Fig. 7 Absorption spectra of Cu_2−xSe/Cu_2−xS and Cu_2−xS aerogels (A), absorption- and emission spectra of back-exchanged CdSe/CdS aerogel (B) and back-exchanged CdS aerogel (C).

Cation exchange reactions with Pb²⁺, Ag⁺ and Hg²⁺ ions

Copper chalcogenide based lyogels were also used as intermediate states to synthesize other metal (lead, silver, mercury) chalcogenide based aerogels with interesting (opto)electronic properties, like photoluminescence in the NIR range, by cation exchange reactions. Based on recent studies published in the literature for cation exchange reactions at single nanocrystals, Cu_2−xSe/Cu_2−xS NR based solvogels were used for lead cation exchange reactions to achieve a NIR emitting PbSe/PbS NR based aerogel.^39,45 From TEM and SEM micrographs (Fig. 8A and B), it can be seen that the porous macroscopic gel network is not affected by the cation exchange reaction. Furthermore, the TEM image shows a retained nanorod shape and a tip-to-tip connection of the single nanocrystals within the porous structure. The absorbance spectra (Fig. 8C) show a broad band in the NIR range between 1000 nm–1750 nm, which can be attributed to the excitonic absorption of the PbSe core, combined with contributions of the PbS shell.^46,47 The emission maximum at around 1540 nm is in good agreement with the band-edge excitonic transitions for PbSe in the range of 0.5–1.1 eV, which can be found in the literature.^48–50 The elemental composition of the PbSe/PbS aerogel was analyzed by EDX-SEM and PXRD. The EDX spectra (Fig. 8D) show only elemental lines of Pb, Se, and S, without any contamination of Cu or Cd. Furthermore, the PXRD pattern (Fig. 8E) shows the diffraction pattern of the cubic PbS structure. These findings all strongly indicate a quantitative cation exchange reaction and demonstrate the versatility of our approach and the possibility of accessing new and functional materials like NIR emitting aerogels.

Fig. 8 TEM micrograph (A), SEM micrograph and photograph (B), absorbance- and emission spectra (C) recorded from PbSe/PbS acetogel, SEM-EDX spectra (D), and PXRD pattern of the PbSe/PbS aerogel (E).

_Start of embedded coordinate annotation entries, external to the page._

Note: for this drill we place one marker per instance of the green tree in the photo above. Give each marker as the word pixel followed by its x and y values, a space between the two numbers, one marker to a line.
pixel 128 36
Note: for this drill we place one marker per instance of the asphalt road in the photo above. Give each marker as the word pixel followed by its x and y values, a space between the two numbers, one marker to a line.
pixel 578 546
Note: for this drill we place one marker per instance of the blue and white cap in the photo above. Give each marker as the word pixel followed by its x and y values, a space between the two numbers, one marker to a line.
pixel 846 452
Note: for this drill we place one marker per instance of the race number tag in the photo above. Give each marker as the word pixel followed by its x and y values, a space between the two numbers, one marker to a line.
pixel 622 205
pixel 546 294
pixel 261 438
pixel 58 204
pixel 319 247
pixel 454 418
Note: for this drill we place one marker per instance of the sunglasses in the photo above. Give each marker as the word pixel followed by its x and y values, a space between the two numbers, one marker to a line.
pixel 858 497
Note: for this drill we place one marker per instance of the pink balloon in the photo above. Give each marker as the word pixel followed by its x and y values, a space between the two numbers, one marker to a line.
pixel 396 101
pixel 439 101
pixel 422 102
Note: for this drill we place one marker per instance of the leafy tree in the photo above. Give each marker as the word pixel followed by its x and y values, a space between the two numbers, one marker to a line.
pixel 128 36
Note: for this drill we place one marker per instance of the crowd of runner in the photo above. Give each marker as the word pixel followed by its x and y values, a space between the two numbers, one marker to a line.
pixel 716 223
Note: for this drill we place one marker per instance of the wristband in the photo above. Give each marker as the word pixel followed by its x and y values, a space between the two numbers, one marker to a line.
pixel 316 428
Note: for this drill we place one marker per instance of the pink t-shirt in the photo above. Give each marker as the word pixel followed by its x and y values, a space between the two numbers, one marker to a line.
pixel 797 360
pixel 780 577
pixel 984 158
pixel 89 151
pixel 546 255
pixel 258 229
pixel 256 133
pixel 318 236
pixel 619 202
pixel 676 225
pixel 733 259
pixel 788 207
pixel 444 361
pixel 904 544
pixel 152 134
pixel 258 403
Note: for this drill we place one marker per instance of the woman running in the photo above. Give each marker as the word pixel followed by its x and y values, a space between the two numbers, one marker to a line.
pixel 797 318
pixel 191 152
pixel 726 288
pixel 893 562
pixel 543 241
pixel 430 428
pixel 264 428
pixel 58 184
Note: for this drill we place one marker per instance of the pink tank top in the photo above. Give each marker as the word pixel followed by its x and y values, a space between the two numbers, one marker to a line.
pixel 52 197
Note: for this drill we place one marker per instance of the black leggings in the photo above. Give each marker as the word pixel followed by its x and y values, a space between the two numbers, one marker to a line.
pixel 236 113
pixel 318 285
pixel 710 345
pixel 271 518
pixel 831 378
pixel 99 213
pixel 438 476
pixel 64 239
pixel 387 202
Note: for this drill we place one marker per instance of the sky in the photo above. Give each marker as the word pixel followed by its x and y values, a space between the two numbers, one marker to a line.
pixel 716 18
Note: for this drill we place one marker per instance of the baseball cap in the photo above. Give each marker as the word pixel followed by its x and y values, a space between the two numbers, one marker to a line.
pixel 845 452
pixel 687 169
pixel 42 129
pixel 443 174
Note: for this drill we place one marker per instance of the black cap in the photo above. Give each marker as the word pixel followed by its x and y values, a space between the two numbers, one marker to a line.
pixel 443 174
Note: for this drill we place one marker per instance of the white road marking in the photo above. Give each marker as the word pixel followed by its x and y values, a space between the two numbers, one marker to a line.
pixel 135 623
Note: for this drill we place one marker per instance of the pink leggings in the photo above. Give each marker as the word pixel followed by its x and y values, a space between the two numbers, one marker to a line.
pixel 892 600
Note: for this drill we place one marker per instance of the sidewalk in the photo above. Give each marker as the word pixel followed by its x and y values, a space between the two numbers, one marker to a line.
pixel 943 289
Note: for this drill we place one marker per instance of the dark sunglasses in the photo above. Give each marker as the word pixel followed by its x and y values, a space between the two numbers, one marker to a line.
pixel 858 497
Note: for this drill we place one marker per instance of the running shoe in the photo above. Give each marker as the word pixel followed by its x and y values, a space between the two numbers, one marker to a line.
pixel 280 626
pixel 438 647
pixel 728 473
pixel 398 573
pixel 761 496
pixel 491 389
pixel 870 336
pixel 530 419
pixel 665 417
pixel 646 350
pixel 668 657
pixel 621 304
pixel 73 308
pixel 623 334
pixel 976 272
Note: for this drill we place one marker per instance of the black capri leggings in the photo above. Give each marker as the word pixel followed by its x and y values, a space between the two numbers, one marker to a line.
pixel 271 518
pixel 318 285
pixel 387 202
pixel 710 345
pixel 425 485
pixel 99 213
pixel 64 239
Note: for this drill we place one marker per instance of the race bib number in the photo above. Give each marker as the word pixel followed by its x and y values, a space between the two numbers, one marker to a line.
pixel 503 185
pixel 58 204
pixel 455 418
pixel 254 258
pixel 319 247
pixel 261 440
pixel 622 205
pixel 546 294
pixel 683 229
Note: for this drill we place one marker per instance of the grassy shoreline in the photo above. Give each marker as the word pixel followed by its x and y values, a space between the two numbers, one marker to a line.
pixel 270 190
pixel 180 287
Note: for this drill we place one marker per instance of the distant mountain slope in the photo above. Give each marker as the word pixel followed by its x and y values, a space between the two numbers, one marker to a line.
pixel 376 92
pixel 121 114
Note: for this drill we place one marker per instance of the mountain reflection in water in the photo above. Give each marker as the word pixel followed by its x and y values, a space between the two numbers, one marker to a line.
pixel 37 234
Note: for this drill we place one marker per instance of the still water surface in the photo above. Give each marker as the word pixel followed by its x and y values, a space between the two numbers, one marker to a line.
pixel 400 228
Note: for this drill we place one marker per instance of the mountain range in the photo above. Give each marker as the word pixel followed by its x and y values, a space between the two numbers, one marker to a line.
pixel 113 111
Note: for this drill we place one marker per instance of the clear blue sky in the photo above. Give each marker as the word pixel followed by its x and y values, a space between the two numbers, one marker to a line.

The reference PXRD pattern of cubic PbS (galena, ICDD Card No. C5-592).

As already mentioned, exchange reactions with silver and mercury cations were also tested. From SEM micrographs (Fig. 9A–D) it can be seen that in all cases the porous structure is retained. The silver chalcogenide aerogels seem to contain Ag nanoparticles as the side product (Fig. 9A and B). On the SEM images of the mercury chalcogenide based aerogels (Fig. 9C and D) large crystals are visible. The diffraction patterns (see ESI Fig. S3†) of the silver chalcogenide aerogels show the reflections of the monoclinic acanthite Ag₂S phase combined with reflections from the cubic Ag phase, and the diffraction pattern of mercury chalcogenide aerogels shows the hexagonal HgS phase with additional reflections of Hg₂Cl₂. TEM images of silver and mercury chalcogenide aerogels show differently shaped nanocrystals compared to the initial nanorod shape within the macroscopic structure and additional nanocrystals with a high contrast, which can be attributed to be pristine Ag nanoparticles, as well as Hg₂Cl₂ crystals (ESI Fig. S2†). It can be assumed that during the cation exchange from copper to silver or mercury, the replaced Cu⁺ ions are able to reduce the excess of silver or mercury ions, which are present in solution, resulting in the growth of the side products (Ag NPs and Hg₂Cl₂).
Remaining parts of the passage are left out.